L’ancien grand argentier grec Yanis Varoufakis a décrit un Eurogroupe, le cénacle des ministres des Finances de la zone euro, à la botte du Rhénan. C'est ce dernier qui fait le plus activement barrage à un allègement significatif de la dette grecque, pourtant appelé de ses vœux même par le Fonds monétaire international (FMI). Alors que la directrice générale du Fonds, Christine Lagarde, est réputée très proche du ministre.

Wolfgang Schäuble et Christine Lagarde à Bruxelles le 20 février 2015 (AFP - WIKTOR DABKOWSKI / PICTURE-ALLIANCE)

Peu peuvent en dire autant. Il faut dire que la carrière politique de Wolfgang Schäuble est une longue histoire de confiance trahie, d'abord par son mentor Helmut Kohl, auquel finalement il n'a jamais succédé. Son nom a ensuite circulé pour la présidence de la République. Mais Angela Merkel en a préféré un autre.

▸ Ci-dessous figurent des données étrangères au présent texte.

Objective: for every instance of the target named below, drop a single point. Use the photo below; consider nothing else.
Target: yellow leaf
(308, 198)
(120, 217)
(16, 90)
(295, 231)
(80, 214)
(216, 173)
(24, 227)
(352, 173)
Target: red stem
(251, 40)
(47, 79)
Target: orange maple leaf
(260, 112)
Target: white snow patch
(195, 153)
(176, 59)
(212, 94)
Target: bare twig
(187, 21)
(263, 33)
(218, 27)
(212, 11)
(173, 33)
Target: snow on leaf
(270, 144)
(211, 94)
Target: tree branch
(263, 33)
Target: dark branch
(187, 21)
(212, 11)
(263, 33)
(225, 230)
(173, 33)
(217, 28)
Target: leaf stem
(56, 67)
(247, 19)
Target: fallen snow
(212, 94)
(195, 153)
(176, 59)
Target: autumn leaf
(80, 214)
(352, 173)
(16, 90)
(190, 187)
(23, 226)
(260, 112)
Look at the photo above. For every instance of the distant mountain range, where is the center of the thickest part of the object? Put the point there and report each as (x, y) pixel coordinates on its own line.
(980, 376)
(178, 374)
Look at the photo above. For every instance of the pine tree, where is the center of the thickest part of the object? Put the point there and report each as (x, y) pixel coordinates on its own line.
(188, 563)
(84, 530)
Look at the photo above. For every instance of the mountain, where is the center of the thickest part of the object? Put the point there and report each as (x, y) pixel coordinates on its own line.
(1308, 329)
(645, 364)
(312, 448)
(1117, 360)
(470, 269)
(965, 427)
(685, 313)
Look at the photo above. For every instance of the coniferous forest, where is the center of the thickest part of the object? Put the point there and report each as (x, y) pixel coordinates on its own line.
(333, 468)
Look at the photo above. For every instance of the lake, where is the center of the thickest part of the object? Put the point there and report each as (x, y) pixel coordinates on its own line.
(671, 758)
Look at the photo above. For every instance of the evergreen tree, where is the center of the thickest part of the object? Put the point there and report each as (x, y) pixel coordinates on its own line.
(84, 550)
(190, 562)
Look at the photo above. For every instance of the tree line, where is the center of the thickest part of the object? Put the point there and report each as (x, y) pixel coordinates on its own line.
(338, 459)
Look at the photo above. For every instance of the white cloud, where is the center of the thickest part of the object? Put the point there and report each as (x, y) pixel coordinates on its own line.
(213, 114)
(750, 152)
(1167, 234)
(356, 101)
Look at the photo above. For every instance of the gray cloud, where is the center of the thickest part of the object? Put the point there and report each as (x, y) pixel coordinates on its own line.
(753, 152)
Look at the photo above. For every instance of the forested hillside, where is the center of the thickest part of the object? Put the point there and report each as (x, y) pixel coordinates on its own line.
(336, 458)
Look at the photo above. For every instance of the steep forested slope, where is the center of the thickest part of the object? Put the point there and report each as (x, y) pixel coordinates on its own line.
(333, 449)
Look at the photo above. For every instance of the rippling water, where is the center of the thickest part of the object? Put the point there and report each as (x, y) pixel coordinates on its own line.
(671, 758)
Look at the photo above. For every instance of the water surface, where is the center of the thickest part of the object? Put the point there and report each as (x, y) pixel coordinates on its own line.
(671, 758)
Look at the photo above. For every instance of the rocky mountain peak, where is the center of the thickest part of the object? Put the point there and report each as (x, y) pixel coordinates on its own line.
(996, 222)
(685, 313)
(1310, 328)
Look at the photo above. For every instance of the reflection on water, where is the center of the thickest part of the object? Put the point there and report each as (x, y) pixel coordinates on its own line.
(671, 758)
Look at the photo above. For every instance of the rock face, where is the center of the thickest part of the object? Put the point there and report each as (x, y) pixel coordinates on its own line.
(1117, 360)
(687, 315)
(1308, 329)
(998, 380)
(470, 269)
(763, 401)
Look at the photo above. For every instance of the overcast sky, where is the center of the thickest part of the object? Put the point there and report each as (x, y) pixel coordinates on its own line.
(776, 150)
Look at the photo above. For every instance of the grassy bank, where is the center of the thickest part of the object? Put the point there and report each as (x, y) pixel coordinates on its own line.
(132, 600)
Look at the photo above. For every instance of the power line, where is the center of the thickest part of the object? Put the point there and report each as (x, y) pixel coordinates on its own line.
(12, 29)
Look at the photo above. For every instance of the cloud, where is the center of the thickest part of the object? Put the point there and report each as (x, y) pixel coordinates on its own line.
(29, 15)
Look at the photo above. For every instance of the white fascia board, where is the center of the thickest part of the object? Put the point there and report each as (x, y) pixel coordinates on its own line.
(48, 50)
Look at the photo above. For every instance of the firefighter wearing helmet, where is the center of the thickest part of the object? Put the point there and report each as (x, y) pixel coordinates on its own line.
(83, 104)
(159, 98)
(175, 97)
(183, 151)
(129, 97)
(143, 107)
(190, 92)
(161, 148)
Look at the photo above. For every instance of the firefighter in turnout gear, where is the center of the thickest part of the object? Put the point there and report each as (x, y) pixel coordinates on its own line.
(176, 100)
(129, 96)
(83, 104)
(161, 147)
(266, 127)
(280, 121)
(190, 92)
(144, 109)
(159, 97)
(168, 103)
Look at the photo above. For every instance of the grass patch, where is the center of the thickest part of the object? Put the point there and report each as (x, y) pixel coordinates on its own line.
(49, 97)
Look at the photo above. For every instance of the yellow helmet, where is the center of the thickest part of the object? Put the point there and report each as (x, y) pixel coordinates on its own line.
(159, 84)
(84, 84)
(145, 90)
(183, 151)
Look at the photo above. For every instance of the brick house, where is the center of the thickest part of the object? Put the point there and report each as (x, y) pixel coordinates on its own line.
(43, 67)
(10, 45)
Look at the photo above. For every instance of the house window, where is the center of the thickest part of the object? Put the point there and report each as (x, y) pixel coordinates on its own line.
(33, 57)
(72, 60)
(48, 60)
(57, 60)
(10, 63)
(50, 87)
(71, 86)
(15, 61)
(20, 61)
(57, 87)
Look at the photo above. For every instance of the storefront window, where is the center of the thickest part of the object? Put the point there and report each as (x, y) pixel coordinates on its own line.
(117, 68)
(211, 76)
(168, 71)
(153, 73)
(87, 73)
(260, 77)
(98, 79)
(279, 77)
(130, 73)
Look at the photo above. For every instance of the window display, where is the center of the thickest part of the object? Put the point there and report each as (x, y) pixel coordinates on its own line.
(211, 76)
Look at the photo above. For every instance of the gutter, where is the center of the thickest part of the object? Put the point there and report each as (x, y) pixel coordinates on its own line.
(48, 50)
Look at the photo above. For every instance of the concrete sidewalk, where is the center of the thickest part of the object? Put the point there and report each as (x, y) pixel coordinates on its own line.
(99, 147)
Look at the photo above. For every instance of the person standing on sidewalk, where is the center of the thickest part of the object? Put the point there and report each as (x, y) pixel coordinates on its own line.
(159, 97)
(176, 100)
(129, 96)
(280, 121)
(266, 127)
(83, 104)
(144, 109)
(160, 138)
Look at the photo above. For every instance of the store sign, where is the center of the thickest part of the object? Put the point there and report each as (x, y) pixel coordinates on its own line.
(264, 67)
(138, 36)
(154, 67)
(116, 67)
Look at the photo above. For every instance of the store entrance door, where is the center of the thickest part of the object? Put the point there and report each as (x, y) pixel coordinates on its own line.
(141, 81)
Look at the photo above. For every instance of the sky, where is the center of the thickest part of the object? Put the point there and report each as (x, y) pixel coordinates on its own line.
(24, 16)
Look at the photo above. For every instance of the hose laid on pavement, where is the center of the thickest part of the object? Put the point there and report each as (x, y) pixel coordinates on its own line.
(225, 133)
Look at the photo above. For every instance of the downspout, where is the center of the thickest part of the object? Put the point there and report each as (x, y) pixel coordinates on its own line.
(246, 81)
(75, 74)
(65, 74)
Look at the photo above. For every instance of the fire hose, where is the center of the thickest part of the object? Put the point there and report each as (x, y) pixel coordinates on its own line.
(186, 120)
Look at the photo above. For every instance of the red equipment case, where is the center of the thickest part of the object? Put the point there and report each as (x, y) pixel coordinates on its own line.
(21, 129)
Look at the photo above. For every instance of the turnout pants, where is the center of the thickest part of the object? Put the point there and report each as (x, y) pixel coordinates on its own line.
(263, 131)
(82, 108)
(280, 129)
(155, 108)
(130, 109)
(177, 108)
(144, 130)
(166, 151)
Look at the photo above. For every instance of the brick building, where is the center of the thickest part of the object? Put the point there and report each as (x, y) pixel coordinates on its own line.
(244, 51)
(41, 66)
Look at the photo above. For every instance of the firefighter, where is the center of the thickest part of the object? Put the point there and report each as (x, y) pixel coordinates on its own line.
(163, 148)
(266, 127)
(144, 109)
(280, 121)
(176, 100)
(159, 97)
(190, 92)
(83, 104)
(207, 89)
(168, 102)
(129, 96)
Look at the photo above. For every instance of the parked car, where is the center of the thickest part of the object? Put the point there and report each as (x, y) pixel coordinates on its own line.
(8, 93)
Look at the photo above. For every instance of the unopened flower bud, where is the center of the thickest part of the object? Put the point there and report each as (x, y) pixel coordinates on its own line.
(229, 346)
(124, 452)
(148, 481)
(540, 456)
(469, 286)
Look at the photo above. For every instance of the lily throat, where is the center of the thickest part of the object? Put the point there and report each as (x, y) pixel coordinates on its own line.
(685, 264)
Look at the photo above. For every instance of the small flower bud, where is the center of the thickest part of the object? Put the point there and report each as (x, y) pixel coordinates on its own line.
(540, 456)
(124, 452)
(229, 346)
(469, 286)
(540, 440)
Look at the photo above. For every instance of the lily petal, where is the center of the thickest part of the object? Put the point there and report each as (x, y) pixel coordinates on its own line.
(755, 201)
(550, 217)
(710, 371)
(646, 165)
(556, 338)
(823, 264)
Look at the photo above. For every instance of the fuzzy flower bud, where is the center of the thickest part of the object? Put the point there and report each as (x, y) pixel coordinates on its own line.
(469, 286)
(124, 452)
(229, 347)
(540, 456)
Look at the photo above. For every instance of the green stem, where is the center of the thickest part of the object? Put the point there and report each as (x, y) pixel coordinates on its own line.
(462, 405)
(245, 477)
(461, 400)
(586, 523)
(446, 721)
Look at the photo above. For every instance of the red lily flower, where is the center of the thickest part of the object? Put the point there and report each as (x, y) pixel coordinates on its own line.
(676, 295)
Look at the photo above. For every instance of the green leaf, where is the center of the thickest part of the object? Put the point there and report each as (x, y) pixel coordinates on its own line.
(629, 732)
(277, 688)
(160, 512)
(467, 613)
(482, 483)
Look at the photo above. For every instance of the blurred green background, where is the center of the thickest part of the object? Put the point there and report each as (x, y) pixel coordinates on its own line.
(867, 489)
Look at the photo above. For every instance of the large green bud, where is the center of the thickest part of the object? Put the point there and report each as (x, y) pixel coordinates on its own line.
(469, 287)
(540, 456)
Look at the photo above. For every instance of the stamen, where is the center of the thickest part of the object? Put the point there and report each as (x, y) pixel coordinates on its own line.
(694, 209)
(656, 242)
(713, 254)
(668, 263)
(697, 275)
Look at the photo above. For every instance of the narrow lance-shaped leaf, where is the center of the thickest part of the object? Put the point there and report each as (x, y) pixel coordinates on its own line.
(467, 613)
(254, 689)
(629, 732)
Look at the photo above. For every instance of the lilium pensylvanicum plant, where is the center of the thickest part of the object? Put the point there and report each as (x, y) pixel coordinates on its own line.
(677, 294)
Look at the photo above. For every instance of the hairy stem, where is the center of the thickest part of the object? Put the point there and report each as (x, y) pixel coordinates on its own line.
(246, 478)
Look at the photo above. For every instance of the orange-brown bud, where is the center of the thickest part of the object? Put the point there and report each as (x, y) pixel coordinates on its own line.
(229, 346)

Rien de cela n'a entamé sa loyauté, envers Helmut Kohl d'abord, Angela Merkel ensuite. Certains, comme son biographe, voient dans cette fidélité sans faille le trait caractéristique de «l'homme de devoir protestant» qu'est Wolfgang Schäuble, profondément croyant. Peut-on alors voir, dans son attitude vis-à-vis de la Grèce, une volonté morale de sanctionner un «pécheur» (au sens religieux du terme), comme le pensent certains ?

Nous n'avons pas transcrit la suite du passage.